Cala has given us a
brace of arch alchemist Stokowski’s
Vaughan Williams Symphonies in
previous releases. The Fourth was a
scorcher and the Sixth was in phenomenally
restored sound – much better than has
ever been heard before: a revelation
in fact. And now we have the valedictory
Ninth in the work’s American premiere
given in September 1958. Composer and
conductor went way back – back to 1896
in fact when they were both at the Royal
College of Music – and Stokowski was
to conduct six of the nine symphonies
throughout his long career.
This performance of
the Ninth is the one that provoked Percy
Grainger to write to the composer’s
widow in praise of it ("perfect
in every way") and indeed there
are some typically alchemical touches
and wonderful instrumental playing.
The harp and bass clarinet in the first
movement are vividly demonstrative even
if the tape is not sufficiently focused
to limit spread and diffusion in the
lower strings and percussion. The solo
violin registers well in its veiled
intimacy – in fact Stokowski constantly
stresses the lyricism here – and the
brass nobility is palpable. The Flugel,
the instrument that so entranced VW,
is a heroic presence in the Andante
sostenuto and Stokowski brings out the
bardic writing of the slow movement
with driving drama; he was always magnificent
at what I’d call evocative tension and
so it proves here.
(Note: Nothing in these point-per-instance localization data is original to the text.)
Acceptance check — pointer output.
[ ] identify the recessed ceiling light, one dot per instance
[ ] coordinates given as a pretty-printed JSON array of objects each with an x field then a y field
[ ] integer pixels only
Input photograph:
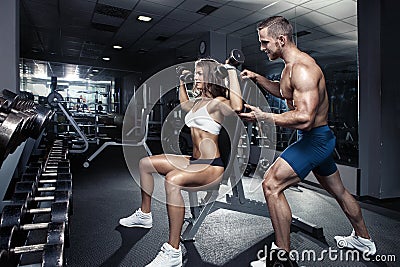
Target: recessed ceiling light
[{"x": 144, "y": 18}]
Perhaps it takes
an American band – at least in 1958
- to give us the kind of cocksure saxophones
that grace the third movement, and the
percussion as well, in the bluffly warm
Scherzo. The finale is very strong on
incident, on local colour, and evokes
time and place with eloquence; what
it can’t do is to effect quite the sense
of architectural surety that others
find in it. It’s by some way the longest
movement and needs to be kept on a tighter
rein but Stokowski’s final pages certainly
have culminatory force, and power.
Riegger’s New
Dance is a feisty, rhythmically intense
little piece strong on dramatic attack
– and strongly played – and Creston’s
Toccata continues the abrasive-but-not
unbearable theme. Though it courts brash
paraphernalia along the way there’s
a lyrical Rachmaninovian kernel to the
Toccata that tends to inspire admiration.
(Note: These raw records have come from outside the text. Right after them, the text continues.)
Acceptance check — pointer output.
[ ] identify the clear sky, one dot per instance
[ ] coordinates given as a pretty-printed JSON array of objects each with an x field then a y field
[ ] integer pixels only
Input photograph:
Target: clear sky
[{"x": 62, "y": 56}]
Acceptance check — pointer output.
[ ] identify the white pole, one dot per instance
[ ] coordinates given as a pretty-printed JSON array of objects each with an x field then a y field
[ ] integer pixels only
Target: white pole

And few were better suited to explore
the cantilever of that kind of lyricism
than ex-Philadelphia’s Stokowski who
plays it to the hilt. The other Symphony
is Hovhaness’s Mysterious
Mountain (No.2) commissioned and
premiered by Stokowski and the Houston
Orchestra (the conductor famously took
a shine to Hovhaness and gave the US
premiere of a number of his works including
the earlier First Symphony). From the
massed Tallis string choirs through
orchestral shimmer to the fine trumpet
part, Stokowski keeps a tighter hand
than he had in the finale of the VW.
The middle movement’s double fugue is
compellingly argued and excellently
voiced by Stokowski’s eponymous orchestra.
Cala’s booklet is,
as ever, graced by Edward Johnson’s
excellent note and some evocative photographs.
The tapes are in generally fine condition
– nothing will mediate between the listener
and grateful appreciation of this memorable
concert, memorably conveyed to us here.